Microstructure-based prediction of hydrodynamic forces in stationary particle assemblies

Abstract

In this work, we derive novel hydrodynamic force models to describe the interaction of a flow with particles in an assembly when only an averaged resolution of the flow is available. These force models are able to predict the average drag on the particle assembly, as well as the deviations from the average drag force and the lift force for each individual particle in the assembly. To achieve this, PR-DNS of various particle assemblies and flow regimes are carried out, varying the particle volume fraction up to 0.6, and the mean particle flow Reynolds number up to 300. To characterize the structure of the particles in the assembly, a Voronoi tessellation is carried out, and a number of scalars, vectors and tensors are defined based upon this tessellation. The microstructure informed hydrodynamic force models are based on symbolic regressions of these quantities derived from the Voronoi tessellation, the global particle volume fraction of the particle assembly and the flow regime represented by the Reynolds number, and the forces on the individual particles in the assembly.

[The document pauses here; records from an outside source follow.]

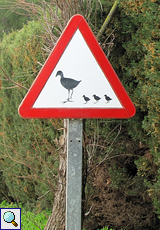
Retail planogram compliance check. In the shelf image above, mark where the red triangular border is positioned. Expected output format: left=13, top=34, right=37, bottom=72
left=19, top=15, right=136, bottom=118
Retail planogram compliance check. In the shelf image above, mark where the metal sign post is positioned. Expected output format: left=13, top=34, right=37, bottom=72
left=66, top=119, right=83, bottom=230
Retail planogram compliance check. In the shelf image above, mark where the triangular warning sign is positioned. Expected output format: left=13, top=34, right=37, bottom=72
left=19, top=15, right=135, bottom=118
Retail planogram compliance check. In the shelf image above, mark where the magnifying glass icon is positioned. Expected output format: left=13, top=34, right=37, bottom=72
left=3, top=211, right=18, bottom=227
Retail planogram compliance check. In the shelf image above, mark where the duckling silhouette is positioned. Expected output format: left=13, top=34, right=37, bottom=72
left=93, top=94, right=101, bottom=103
left=82, top=95, right=90, bottom=104
left=104, top=94, right=112, bottom=102
left=56, top=70, right=81, bottom=101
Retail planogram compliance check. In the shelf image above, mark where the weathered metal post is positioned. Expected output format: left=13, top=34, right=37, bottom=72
left=66, top=119, right=83, bottom=230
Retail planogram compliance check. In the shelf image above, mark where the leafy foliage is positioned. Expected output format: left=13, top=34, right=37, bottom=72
left=0, top=21, right=61, bottom=209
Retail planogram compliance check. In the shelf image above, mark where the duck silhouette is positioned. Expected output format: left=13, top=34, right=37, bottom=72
left=104, top=94, right=112, bottom=102
left=56, top=70, right=81, bottom=101
left=93, top=94, right=101, bottom=103
left=82, top=95, right=90, bottom=104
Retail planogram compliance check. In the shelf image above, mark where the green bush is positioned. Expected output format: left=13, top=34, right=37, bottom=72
left=0, top=201, right=51, bottom=230
left=0, top=21, right=61, bottom=212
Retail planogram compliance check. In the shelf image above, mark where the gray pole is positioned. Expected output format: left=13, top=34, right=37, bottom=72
left=66, top=119, right=83, bottom=230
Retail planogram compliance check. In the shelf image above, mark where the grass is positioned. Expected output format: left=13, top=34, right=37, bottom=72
left=0, top=201, right=125, bottom=230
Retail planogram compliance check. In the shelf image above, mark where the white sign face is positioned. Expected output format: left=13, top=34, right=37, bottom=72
left=33, top=29, right=123, bottom=108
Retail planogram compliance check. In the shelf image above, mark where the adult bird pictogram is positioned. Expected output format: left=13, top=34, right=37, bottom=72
left=82, top=95, right=90, bottom=104
left=93, top=94, right=101, bottom=103
left=56, top=70, right=81, bottom=101
left=104, top=94, right=112, bottom=102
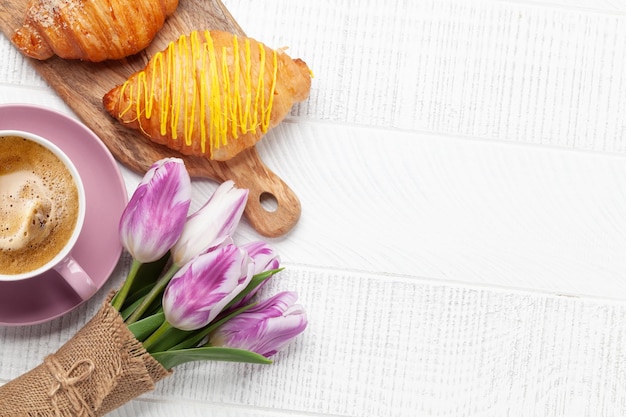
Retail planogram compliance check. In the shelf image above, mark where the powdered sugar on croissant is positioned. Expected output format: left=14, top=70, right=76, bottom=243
left=103, top=30, right=311, bottom=161
left=11, top=0, right=178, bottom=62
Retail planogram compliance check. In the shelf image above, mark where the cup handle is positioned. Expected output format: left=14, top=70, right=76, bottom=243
left=54, top=256, right=98, bottom=300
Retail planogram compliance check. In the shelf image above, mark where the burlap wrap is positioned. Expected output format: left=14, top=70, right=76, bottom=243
left=0, top=297, right=170, bottom=417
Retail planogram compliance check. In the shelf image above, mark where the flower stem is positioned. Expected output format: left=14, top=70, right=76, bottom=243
left=111, top=259, right=141, bottom=311
left=143, top=320, right=172, bottom=352
left=126, top=264, right=180, bottom=324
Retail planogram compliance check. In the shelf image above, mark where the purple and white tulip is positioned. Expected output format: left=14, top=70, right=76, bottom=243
left=172, top=181, right=248, bottom=265
left=241, top=240, right=280, bottom=275
left=119, top=158, right=191, bottom=263
left=163, top=244, right=254, bottom=330
left=209, top=291, right=308, bottom=358
left=233, top=241, right=280, bottom=308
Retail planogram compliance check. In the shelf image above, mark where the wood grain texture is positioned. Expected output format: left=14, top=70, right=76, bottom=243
left=0, top=0, right=301, bottom=237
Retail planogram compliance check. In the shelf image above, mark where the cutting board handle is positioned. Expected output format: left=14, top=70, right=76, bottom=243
left=213, top=147, right=301, bottom=237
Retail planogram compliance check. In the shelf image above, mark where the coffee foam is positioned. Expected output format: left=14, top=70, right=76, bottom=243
left=0, top=137, right=79, bottom=275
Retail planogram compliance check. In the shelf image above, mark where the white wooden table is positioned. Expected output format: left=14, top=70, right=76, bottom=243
left=0, top=0, right=626, bottom=417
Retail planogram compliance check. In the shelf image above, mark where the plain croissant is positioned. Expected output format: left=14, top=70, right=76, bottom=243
left=103, top=30, right=311, bottom=161
left=11, top=0, right=178, bottom=62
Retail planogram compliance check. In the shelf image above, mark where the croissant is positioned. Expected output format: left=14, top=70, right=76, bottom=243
left=11, top=0, right=178, bottom=62
left=103, top=30, right=311, bottom=161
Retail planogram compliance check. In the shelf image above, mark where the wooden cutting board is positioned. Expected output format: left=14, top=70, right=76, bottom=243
left=0, top=0, right=301, bottom=237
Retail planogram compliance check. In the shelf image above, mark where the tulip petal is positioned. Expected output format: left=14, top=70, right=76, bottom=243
left=163, top=244, right=253, bottom=330
left=209, top=291, right=307, bottom=357
left=119, top=158, right=191, bottom=263
left=172, top=181, right=248, bottom=265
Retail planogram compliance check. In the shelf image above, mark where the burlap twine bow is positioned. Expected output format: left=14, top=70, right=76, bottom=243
left=0, top=296, right=171, bottom=417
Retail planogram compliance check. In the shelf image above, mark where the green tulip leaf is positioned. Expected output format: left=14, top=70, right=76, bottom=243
left=152, top=346, right=272, bottom=369
left=128, top=313, right=165, bottom=341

The resulting hydrodynamic force models are single expressions and can be directly employed in a Lagrangian particle tracking (LPT) or computational fluid dynamics/discrete element model (CFD/DEM) framework. By comparing the results of the newly proposed hydrodynamic force models with an averaged force model, as is usually adopted in Lagrangian particle tracking simulations, we show that, potentially, a significant increase in accuracy can be achieved, with only a relatively small increase in computational cost, compared to the cost of the CFD/DEM simulation.